Outra medida anunciada será a assinatura de um termo de cooperação entre o MPPB, a Secretaria de Segurança e Defesa Social e a Uber. A parceria prevê o compartilhamento de informações com o Ciop, permitindo recursos como localização em tempo real de vítimas durante corridas por aplicativo. O mecanismo, que já opera no Rio de Janeiro, utiliza o botão de emergência do aplicativo e poderá ser decisivo para agilizar ações de socorro.

Segundo a promotora Dulcerita Alves, coordenadora do CAO Mulheres, a articulação surgiu após uma denúncia sobre insegurança no transporte por aplicativo. O caso motivou abertura de procedimento e diálogo com o Ministério Público Federal, dada a atuação nacional da empresa. Para ela, a cooperação representa “uma ferramenta capaz de salvar vidas”, sobretudo diante do número crescente de casos de assédio e violência durante deslocamentos.

A programação também inclui o lançamento do projeto Banco Vermelho, símbolo internacional de memória às vítimas de feminicídio, e a abertura da exposição fotográfica “Mulheres Invisibilizadas”, que ocupará o hall da Procuradoria-Geral de Justiça.
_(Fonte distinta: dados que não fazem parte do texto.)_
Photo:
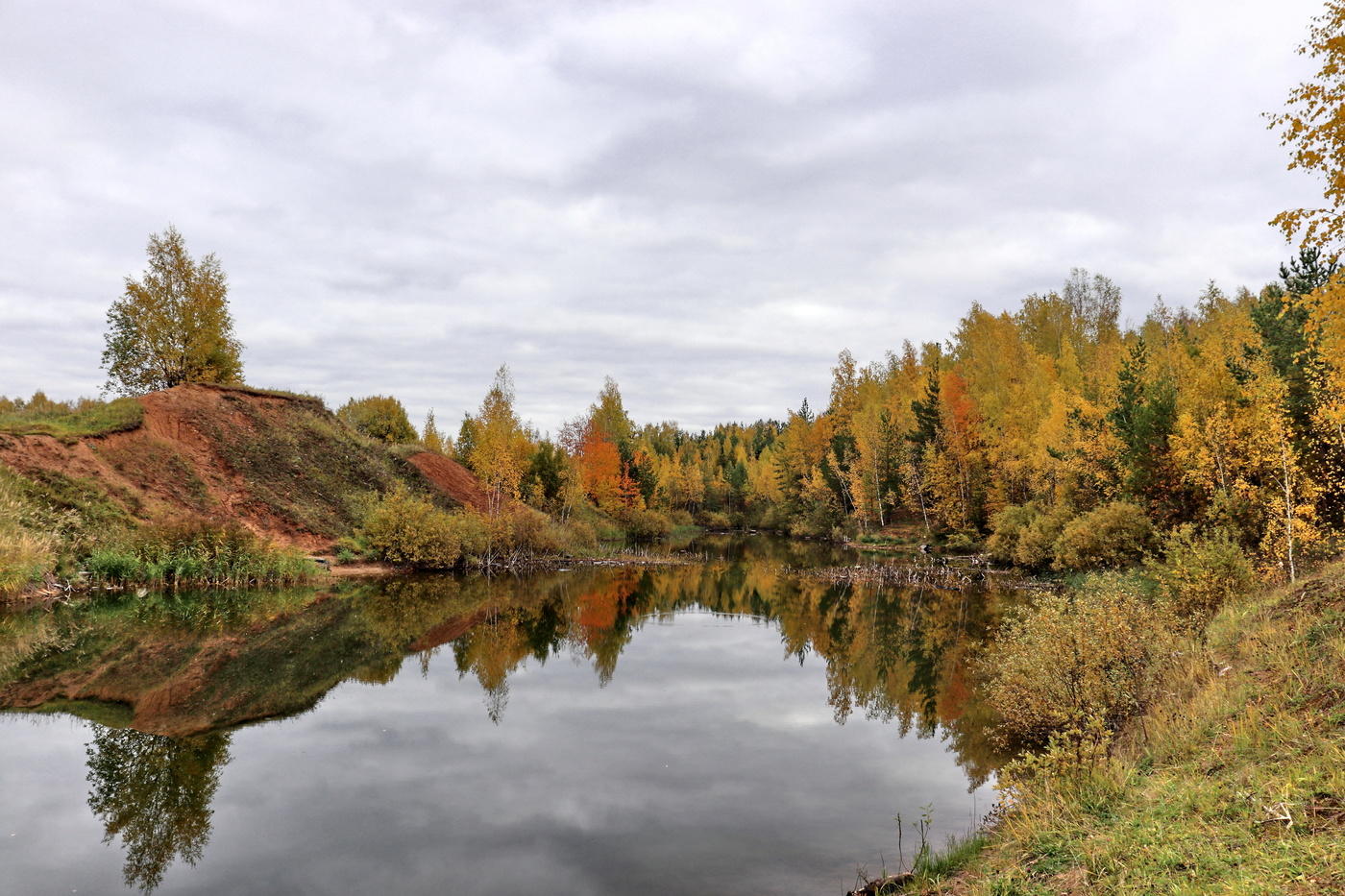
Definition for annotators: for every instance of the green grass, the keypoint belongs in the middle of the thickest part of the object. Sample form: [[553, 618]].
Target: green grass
[[197, 554], [67, 424], [1235, 784]]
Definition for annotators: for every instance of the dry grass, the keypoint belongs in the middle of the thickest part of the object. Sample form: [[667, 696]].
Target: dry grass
[[1233, 784]]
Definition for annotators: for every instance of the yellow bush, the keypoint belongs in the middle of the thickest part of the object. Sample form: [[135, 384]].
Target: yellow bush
[[1199, 574], [1110, 537], [404, 529], [1068, 658], [24, 554]]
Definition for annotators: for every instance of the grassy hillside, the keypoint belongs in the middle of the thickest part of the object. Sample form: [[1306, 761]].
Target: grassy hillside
[[278, 465], [1234, 784]]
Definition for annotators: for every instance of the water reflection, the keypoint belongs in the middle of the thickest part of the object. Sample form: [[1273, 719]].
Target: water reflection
[[195, 665], [154, 792], [898, 655]]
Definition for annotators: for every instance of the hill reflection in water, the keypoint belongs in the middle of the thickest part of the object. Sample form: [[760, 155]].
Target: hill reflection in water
[[681, 662]]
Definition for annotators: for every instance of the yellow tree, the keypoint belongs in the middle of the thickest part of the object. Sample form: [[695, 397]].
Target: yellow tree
[[501, 444], [174, 325]]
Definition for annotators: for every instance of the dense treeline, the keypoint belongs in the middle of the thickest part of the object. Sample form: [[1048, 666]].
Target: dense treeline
[[1051, 435], [1052, 432]]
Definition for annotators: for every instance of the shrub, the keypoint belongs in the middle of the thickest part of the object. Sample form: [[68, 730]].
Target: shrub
[[198, 553], [1200, 573], [715, 520], [646, 525], [1110, 537], [1069, 658], [404, 529], [1038, 543], [24, 554], [1006, 527], [379, 417]]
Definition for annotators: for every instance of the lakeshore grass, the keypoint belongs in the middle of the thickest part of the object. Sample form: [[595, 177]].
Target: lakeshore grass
[[1234, 782]]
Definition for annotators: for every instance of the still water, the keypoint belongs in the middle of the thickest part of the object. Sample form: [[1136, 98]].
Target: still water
[[717, 727]]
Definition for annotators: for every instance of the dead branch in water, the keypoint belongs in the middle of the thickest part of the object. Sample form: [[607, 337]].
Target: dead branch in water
[[950, 576]]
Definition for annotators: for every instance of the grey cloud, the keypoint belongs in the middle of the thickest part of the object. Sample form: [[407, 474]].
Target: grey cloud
[[689, 198]]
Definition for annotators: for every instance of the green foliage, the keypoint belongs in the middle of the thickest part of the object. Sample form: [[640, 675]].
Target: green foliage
[[405, 529], [1201, 573], [379, 417], [1110, 537], [1069, 658], [645, 525], [26, 553], [197, 553], [69, 420], [174, 326], [1006, 529]]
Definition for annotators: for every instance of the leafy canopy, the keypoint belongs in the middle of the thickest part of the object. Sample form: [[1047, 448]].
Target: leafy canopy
[[380, 417], [172, 326]]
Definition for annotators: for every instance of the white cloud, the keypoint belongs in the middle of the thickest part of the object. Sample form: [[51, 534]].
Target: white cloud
[[706, 202]]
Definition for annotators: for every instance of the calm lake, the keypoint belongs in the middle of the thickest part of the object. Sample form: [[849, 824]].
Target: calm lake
[[722, 725]]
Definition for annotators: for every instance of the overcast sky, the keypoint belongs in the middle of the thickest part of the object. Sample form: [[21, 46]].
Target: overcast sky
[[705, 201]]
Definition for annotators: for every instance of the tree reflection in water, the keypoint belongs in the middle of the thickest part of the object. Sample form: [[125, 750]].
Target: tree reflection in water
[[893, 654], [154, 792]]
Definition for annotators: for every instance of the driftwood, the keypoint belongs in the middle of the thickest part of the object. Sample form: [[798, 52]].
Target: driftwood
[[883, 884], [950, 576]]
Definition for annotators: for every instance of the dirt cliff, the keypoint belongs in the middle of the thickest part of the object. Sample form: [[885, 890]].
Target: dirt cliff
[[280, 465]]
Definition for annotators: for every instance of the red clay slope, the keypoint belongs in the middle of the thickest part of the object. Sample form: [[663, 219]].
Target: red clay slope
[[453, 479]]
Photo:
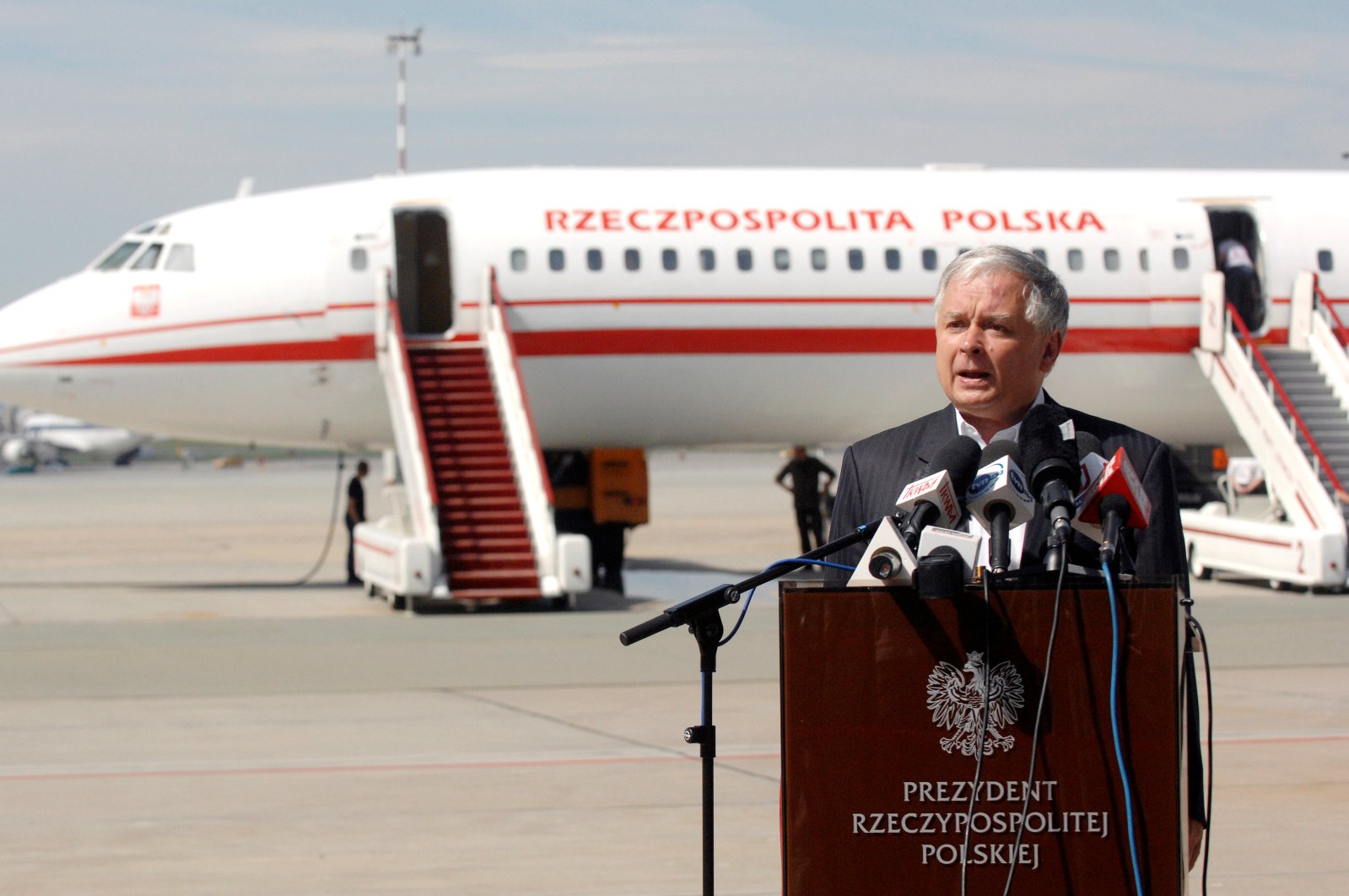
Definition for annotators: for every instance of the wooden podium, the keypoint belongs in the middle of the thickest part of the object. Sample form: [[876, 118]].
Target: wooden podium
[[881, 698]]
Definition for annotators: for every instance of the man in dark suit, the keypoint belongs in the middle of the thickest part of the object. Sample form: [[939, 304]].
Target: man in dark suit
[[1001, 317]]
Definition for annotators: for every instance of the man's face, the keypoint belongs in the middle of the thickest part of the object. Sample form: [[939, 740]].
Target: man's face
[[990, 359]]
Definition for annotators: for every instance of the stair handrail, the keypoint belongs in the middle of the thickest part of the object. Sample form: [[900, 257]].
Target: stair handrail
[[497, 319], [521, 434], [1340, 330], [1255, 354], [412, 445]]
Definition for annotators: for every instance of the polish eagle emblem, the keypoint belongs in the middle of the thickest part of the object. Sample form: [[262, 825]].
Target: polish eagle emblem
[[959, 697]]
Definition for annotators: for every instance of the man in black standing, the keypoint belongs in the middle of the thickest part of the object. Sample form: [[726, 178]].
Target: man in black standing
[[806, 471], [355, 513]]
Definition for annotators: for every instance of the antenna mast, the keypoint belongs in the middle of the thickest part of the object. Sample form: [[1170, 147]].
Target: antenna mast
[[398, 43]]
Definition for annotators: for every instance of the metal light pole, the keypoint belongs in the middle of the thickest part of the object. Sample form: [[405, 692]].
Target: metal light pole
[[398, 43]]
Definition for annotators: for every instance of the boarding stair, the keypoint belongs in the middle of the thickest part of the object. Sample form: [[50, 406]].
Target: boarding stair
[[472, 517], [1290, 407]]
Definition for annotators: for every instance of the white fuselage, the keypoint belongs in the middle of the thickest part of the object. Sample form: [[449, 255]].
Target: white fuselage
[[266, 332]]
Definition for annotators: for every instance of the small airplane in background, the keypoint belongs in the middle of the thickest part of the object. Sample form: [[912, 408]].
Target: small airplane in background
[[34, 438]]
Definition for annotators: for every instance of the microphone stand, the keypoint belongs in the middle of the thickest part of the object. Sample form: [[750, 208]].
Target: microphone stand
[[703, 617]]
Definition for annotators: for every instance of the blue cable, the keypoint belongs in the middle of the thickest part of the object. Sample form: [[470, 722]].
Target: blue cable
[[1114, 727], [750, 596]]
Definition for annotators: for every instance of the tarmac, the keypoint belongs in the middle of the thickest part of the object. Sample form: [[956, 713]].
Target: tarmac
[[175, 718]]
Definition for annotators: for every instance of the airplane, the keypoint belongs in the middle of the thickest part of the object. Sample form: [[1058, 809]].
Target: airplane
[[47, 439], [657, 306]]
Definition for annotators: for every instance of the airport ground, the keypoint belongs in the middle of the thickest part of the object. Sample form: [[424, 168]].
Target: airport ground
[[175, 720]]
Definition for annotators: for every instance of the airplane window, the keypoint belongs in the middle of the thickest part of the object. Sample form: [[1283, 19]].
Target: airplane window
[[181, 258], [117, 256], [148, 258]]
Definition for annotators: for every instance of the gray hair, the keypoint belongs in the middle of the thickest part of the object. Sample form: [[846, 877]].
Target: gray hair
[[1046, 300]]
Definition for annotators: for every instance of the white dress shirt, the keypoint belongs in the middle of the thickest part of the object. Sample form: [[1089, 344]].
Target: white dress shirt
[[974, 526]]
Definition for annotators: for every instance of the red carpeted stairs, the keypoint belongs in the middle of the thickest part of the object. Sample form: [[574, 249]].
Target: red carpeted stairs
[[482, 522]]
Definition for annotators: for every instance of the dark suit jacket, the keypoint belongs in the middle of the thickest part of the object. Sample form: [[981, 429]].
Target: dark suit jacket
[[876, 470]]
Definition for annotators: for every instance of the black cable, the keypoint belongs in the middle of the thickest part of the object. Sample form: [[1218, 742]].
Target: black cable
[[292, 583], [1039, 714], [1207, 798]]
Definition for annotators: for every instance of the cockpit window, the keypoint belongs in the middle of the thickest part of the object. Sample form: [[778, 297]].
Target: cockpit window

Os números reforçam a urgência das ações. Entre janeiro e julho deste ano, a Paraíba registrou 20 feminicídios, o segundo pior índice do primeiro semestre na última década. No Brasil, uma mulher é morta a cada quatro horas, em sua maioria mulheres negras, jovens e assassinadas dentro de casa por parceiros ou ex-parceiros. Em 2024, 121 vítimas tinham medida protetiva vigente quando foram mortas.

As medidas anunciadas integram a agenda do Dia Internacional pelo Fim da Violência contra a Mulher, celebrado em 25 de novembro, dentro da campanha mundial “16 Dias de Ativismo”, que este ano destaca a violência digital e a necessidade de fortalecer a segurança online de mulheres e meninas.